Tin Jingyao

Personal information
- Born: 13 July 2000 (age 25)

Chess career
- Country: Singapore
- Title: Grandmaster (2022)
- FIDE rating: 2578 (July 2026)
- Peak rating: 2601 (May 2025)

= Tin Jingyao =

Singaporean chess grandmaster (born 2000)

Tin Jingyao (张景尧, born 13 July 2000) is a Singaporean chess grandmaster. He is a five-time winner of the Singapore Chess Championship and has represented Singapore in the Chess Olympiad.

In August 2022, Tin was awarded the title of Grandmaster (GM) by FIDE and became the youngest player in Singapore to achieve the title. He is also the highest-rated Singaporean player.

== Early life and education ==
As of October 2022, Tin is currently pursuing a degree in computing at the National University of Singapore.

==Chess career==
Tin began playing chess in 2008. In 2010, Tin represented Singapore in the 11th ASEAN Chess Championships (Open U10 category) and won the only gold medal for Singapore.

Tin achieved his first Grandmaster norm in 2015 by winning the Asean Under-20 chess tournament and was directly awarded the title of International Master.

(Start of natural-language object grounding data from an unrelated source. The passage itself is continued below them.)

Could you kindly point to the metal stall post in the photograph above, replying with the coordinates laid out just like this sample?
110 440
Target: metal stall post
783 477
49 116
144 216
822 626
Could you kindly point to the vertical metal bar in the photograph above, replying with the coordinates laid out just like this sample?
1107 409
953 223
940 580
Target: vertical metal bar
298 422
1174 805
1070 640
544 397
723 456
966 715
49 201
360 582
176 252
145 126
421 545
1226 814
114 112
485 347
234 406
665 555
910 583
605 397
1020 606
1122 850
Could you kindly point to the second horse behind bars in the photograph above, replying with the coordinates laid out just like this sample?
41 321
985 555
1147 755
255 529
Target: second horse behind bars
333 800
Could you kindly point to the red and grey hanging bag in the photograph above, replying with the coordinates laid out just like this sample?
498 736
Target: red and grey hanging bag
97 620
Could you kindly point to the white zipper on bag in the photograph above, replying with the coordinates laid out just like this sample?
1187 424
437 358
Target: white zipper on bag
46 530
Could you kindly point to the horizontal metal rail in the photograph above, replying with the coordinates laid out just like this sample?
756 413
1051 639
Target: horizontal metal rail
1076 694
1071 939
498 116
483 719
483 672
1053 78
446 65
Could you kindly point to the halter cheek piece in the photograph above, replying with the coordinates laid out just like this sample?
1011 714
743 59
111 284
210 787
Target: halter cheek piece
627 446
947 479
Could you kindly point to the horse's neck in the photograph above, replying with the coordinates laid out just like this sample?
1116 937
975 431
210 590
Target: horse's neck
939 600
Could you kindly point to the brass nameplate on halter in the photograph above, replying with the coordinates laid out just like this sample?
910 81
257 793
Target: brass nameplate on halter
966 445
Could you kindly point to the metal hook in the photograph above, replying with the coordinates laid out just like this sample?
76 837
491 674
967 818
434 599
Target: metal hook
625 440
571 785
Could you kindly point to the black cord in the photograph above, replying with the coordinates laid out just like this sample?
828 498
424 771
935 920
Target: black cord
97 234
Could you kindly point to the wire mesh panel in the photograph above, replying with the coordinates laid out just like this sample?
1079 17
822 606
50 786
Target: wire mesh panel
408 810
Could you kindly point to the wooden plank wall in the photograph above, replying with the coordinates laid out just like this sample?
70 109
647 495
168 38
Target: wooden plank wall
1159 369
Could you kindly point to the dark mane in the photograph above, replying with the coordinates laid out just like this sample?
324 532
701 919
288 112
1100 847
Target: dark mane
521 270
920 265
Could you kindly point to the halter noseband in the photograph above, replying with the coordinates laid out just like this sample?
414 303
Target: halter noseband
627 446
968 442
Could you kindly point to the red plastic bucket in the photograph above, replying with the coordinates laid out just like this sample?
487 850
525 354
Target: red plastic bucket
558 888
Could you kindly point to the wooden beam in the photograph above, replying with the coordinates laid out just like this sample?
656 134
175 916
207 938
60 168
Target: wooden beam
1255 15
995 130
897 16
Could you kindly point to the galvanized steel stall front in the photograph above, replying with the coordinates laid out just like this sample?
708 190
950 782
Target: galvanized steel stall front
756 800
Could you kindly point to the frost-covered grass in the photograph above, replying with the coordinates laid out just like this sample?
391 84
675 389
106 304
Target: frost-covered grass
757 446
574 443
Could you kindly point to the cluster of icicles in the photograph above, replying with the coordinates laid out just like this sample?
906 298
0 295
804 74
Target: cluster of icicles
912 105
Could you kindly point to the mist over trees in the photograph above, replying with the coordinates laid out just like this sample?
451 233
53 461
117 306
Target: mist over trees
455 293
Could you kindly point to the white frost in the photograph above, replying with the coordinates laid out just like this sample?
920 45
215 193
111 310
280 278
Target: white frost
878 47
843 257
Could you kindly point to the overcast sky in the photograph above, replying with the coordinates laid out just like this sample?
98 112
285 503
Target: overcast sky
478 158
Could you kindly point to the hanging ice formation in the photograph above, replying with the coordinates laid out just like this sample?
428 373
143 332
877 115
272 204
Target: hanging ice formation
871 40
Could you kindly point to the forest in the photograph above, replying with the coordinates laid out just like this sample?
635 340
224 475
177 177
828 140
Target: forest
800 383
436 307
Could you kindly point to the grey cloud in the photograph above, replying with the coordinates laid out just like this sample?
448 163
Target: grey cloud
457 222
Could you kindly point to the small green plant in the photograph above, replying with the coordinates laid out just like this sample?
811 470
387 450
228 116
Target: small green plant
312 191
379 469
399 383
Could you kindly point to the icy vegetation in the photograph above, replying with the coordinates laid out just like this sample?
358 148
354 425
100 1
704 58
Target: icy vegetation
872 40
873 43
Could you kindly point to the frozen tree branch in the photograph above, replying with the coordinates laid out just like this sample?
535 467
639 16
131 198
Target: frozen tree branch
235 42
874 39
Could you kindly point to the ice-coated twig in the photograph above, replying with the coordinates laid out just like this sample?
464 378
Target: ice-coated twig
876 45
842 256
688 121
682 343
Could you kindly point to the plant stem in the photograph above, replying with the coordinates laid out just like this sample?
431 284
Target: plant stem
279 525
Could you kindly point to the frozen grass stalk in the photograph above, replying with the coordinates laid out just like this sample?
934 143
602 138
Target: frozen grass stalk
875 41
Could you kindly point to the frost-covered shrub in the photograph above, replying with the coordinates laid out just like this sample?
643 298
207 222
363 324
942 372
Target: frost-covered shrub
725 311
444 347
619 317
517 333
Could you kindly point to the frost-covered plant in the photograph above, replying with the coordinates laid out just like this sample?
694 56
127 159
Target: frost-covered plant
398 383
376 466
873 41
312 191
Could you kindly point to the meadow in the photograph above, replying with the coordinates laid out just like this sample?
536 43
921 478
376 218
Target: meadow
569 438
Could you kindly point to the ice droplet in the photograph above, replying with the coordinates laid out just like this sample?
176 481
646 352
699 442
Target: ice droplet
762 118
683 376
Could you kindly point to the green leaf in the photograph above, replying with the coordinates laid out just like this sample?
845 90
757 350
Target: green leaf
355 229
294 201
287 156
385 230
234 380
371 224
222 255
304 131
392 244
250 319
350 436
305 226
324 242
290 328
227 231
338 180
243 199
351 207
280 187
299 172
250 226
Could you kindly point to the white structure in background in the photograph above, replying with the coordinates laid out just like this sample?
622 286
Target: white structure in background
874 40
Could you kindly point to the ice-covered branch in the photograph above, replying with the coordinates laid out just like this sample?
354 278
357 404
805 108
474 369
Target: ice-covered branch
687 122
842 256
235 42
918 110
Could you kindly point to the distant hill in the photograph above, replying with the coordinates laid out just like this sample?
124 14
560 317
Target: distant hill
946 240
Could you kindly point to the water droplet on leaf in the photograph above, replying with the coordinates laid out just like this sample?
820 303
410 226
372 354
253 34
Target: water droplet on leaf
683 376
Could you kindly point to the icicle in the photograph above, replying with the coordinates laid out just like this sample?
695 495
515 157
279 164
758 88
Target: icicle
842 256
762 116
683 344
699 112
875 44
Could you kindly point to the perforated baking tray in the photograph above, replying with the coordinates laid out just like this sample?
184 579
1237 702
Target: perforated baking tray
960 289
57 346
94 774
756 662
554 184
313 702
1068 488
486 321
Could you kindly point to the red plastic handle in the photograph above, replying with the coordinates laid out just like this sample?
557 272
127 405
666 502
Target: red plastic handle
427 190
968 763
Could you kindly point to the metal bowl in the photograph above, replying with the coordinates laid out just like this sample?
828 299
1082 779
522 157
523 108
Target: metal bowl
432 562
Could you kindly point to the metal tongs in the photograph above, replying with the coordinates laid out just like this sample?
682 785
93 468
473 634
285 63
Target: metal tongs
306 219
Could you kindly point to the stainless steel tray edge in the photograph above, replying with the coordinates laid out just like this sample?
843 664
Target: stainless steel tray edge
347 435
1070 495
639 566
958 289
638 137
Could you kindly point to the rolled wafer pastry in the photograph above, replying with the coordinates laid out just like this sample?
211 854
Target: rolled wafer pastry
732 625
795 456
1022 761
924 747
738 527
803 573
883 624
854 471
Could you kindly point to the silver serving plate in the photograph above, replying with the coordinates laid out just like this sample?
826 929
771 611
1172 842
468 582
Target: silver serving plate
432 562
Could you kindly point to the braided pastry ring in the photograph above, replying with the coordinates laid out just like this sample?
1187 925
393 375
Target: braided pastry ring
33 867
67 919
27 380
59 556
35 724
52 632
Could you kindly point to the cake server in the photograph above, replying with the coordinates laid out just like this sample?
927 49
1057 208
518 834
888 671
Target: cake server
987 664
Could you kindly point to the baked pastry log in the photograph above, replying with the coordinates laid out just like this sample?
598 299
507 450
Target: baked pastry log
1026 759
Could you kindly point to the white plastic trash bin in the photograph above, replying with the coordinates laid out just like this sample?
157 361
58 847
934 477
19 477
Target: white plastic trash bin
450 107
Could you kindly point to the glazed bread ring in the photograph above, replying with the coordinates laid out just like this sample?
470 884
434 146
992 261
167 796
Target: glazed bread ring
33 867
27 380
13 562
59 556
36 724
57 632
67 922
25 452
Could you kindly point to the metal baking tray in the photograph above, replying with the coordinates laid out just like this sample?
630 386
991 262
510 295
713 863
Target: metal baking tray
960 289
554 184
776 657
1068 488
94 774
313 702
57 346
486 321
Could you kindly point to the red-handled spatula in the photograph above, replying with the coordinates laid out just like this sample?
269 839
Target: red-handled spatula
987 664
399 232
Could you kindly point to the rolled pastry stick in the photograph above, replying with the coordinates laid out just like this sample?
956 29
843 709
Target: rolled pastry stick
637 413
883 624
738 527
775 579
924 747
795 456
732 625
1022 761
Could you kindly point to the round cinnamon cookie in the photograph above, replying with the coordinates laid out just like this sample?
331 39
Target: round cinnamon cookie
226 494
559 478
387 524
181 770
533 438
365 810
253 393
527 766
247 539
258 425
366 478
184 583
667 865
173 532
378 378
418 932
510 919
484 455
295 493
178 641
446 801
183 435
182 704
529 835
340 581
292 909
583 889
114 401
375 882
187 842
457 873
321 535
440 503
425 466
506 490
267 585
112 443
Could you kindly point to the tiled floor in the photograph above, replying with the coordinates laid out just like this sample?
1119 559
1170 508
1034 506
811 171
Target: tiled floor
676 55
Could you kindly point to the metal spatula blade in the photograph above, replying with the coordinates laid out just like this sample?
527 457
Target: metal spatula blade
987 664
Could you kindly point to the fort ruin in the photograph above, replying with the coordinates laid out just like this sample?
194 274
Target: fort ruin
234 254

He has won the Singapore Chess Championship five times; in 2016, 2017, 2018, 2019 and 2021. He also represented Singapore in the Chess Olympiad in 2014 (5.5/10 on board 4), 2016 (5/10 on board 3), 2022 (7/10 on board 1) and 2024.

He qualified for the Chess World Cup 2021 where he was defeated by Timur Gareyev on tiebreaks in the first round.

Tin achieved his third Grandmaster norm at the Hanoi Grandmaster Chess Tournament in May 2022.

In December 2022, Tin finished second place in the III Elllobregat Open Chess tournament where he defeated Hans Niemann in the seventh round of the tournament.

In August 2023, Tin caused an upset by defeating super-grandmaster Shakhriyar Mamedyarov (who was the tournament's ninth seed) in the second round of the 2023 Chess World Cup. Tin advanced to the third round of a Chess World Cup for the first time, where he was defeated by Rasmus Svane.